Neurofeedback for Anxiety: How Brain Training Quiets an Overactive Nervous System

Dr. Daniel Schilling

Dr. Daniel Schilling, DC, Master QNRT Practitioner

Founder & Lead Clinician

Anxiety is exhausting! Not just emotionally, but neurologically. If you've tried therapy, medication, or every breathing technique on the internet and still feel like your brain won't turn off, there's a reason. The tools you've used are working at the wrong level. They're managing the experience of anxiety without ever touching the brainwave patterns that are generating it.

Neurofeedback for anxiety works differently. It goes directly to the source, the dysregulated electrical activity in your brain, and trains it to shift.
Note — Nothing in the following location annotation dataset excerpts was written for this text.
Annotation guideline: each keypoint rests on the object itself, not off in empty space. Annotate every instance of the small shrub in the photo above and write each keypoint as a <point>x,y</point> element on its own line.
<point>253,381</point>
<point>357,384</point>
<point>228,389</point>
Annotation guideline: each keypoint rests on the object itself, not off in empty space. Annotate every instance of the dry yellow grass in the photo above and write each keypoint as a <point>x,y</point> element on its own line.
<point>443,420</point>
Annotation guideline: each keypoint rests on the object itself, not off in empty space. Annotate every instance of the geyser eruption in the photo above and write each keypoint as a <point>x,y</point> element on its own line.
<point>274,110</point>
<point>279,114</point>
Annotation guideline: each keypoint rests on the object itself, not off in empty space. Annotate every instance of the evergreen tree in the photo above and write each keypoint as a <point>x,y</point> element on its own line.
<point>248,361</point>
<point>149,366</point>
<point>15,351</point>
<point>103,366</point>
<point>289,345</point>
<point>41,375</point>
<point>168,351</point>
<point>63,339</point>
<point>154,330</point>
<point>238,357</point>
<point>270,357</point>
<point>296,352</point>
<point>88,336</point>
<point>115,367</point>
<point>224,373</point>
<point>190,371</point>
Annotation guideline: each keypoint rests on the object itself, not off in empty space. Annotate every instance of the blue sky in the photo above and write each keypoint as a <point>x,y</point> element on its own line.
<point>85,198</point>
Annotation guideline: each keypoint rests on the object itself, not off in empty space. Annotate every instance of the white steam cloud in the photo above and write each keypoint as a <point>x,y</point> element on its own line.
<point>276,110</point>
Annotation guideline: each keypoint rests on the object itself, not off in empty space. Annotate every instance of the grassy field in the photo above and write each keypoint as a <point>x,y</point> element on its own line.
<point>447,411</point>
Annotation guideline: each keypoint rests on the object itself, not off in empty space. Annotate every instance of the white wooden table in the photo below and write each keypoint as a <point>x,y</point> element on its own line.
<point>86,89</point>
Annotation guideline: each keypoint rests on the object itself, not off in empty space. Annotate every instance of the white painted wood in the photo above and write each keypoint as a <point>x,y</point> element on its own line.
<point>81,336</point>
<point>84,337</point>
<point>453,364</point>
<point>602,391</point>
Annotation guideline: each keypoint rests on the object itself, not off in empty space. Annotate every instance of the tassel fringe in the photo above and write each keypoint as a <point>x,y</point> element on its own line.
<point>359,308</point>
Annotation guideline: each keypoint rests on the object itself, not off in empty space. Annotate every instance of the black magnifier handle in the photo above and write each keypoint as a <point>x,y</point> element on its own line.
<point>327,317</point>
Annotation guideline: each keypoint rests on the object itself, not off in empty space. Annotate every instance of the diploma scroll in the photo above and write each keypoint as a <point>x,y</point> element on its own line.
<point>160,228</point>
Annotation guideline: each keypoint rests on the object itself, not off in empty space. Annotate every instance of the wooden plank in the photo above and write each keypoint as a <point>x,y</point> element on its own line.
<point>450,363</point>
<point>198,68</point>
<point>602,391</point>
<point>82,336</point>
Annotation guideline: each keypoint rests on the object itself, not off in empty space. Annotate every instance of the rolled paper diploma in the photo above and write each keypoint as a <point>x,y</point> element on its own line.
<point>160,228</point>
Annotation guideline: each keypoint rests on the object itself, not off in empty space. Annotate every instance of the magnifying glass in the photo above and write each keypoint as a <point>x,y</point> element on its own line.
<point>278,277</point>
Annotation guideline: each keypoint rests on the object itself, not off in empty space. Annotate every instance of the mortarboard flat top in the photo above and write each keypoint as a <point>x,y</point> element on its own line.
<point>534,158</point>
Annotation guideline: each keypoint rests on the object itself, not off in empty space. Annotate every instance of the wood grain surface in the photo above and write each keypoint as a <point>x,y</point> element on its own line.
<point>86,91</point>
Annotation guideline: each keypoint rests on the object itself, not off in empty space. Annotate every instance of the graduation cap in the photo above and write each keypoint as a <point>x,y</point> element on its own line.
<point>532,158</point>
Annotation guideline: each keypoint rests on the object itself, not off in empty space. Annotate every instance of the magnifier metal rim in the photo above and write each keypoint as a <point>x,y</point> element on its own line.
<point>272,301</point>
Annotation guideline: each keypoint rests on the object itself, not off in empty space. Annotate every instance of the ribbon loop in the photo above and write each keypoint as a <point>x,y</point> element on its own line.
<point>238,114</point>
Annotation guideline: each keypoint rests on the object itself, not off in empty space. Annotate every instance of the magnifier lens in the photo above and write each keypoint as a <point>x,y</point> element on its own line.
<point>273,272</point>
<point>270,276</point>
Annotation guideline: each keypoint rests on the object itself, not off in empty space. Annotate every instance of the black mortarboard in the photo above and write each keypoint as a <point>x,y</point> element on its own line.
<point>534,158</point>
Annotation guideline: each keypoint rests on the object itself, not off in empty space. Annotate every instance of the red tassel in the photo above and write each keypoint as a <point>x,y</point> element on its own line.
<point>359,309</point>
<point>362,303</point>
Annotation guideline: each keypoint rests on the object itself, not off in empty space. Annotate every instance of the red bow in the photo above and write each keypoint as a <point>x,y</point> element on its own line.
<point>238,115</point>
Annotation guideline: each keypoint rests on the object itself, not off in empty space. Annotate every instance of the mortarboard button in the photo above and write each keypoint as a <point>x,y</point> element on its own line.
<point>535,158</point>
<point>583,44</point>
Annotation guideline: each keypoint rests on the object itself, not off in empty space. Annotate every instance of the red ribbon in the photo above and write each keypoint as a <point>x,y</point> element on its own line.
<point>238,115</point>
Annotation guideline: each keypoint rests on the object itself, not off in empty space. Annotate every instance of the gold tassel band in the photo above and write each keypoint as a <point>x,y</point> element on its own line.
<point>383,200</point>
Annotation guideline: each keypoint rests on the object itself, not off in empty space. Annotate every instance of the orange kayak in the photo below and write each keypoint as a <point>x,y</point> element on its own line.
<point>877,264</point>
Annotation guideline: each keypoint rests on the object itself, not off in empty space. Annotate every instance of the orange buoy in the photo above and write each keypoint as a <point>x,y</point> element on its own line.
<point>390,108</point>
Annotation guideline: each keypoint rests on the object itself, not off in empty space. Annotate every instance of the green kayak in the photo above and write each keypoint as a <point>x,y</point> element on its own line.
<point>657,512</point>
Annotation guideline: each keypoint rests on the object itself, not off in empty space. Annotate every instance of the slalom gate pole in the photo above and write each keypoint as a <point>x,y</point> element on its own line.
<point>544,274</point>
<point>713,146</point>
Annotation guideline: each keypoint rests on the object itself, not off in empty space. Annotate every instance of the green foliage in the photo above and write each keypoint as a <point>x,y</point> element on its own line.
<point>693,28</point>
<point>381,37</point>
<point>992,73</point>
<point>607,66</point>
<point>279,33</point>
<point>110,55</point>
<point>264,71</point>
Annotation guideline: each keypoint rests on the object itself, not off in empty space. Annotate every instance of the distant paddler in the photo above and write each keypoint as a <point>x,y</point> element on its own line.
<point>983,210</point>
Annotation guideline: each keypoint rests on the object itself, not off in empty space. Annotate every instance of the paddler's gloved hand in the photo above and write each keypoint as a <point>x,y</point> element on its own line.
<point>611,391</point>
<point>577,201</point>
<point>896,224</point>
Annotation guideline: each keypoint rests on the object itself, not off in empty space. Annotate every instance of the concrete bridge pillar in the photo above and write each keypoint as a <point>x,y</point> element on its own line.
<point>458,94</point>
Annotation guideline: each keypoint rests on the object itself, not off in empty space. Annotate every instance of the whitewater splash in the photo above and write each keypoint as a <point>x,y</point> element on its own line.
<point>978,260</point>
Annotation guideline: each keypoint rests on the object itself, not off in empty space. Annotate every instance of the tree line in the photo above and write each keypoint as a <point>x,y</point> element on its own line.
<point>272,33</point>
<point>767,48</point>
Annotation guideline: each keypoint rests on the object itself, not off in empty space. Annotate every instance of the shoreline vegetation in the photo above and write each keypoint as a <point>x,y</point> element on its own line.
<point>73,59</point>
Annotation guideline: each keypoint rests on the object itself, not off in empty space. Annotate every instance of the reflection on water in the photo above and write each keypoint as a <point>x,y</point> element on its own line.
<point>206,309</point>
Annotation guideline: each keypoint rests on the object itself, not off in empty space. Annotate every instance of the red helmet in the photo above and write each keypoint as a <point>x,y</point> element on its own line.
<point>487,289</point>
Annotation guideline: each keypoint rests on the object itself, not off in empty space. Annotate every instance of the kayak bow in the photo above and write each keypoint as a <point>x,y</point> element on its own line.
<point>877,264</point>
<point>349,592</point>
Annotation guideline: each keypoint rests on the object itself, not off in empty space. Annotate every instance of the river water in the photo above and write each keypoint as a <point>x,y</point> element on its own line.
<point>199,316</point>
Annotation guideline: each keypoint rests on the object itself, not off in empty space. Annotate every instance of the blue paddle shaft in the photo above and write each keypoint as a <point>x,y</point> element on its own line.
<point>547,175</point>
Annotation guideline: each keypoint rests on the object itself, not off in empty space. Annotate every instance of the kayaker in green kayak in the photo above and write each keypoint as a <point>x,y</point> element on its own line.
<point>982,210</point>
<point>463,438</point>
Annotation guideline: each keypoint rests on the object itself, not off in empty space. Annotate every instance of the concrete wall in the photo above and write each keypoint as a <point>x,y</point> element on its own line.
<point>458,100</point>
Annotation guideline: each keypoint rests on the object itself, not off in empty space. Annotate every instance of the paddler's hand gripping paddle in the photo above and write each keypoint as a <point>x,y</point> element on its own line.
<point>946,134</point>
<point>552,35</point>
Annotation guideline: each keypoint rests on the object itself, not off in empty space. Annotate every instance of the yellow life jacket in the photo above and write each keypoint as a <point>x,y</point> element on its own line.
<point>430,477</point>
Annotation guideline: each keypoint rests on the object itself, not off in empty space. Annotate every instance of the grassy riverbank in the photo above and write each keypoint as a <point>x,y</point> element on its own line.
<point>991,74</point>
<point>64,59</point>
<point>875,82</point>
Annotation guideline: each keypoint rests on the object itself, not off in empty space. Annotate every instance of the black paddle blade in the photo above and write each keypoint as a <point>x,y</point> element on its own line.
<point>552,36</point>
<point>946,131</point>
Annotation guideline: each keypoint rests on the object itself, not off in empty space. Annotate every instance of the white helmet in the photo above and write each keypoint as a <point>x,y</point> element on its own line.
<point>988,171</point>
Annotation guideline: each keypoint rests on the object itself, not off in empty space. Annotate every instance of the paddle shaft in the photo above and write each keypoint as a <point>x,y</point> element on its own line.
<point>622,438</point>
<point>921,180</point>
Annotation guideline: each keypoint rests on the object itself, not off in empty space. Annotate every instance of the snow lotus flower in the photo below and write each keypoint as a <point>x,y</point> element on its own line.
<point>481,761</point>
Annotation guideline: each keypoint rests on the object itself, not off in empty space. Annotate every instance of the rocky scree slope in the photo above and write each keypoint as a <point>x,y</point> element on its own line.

Not through willpower, not through chemistry, but through direct neurological feedback that your brain learns from in real time. This post breaks down exactly how that works, why it matters, and why a QEEG-guided approach at Secoya Health in Woodbury, MN is unlike anything most people struggling with anxiety have ever tried.


Why Anxiety Lives in Your Brain, Not Just Your Mind

Most of us have been taught to think of anxiety as a thought problem, something that starts with a worry, a trigger, or a stressful situation. And while those things are real, they're downstream of something more fundamental: a nervous system stuck in a state of hyperactivation.

At the neurological level, anxiety is characterized by specific, measurable patterns of brainwave dysregulation. The two most common are:

High Beta Overdrive in the Prefrontal Cortex

Beta waves are associated with active, focused thinking. That's healthy in the right amount. But in people with anxiety disorders, the prefrontal cortex (the region responsible for decision-making, threat assessment, and emotional regulation) is often flooded with excessive high beta activity (roughly 20–35 Hz). This isn't focused thinking. It's runaway mental noise: the racing thoughts, the catastrophizing, the inability to stop analyzing every possible outcome. It's not a mindset issue. It's a brainwave pattern.

Alpha Suppression

Alpha waves (8–12 Hz) are the brain's natural idle rhythm. This feels like a calm, grounded state that bridges active thinking and deep rest. In individuals with anxiety, alpha production is often significantly suppressed, particularly in the posterior regions of the brain. When your alpha rhythms are underactive, your nervous system never gets the signal to downshift. You can't relax even when you want to. Sleep doesn't come easily. Recovery feels impossible. The brake pedal is broken.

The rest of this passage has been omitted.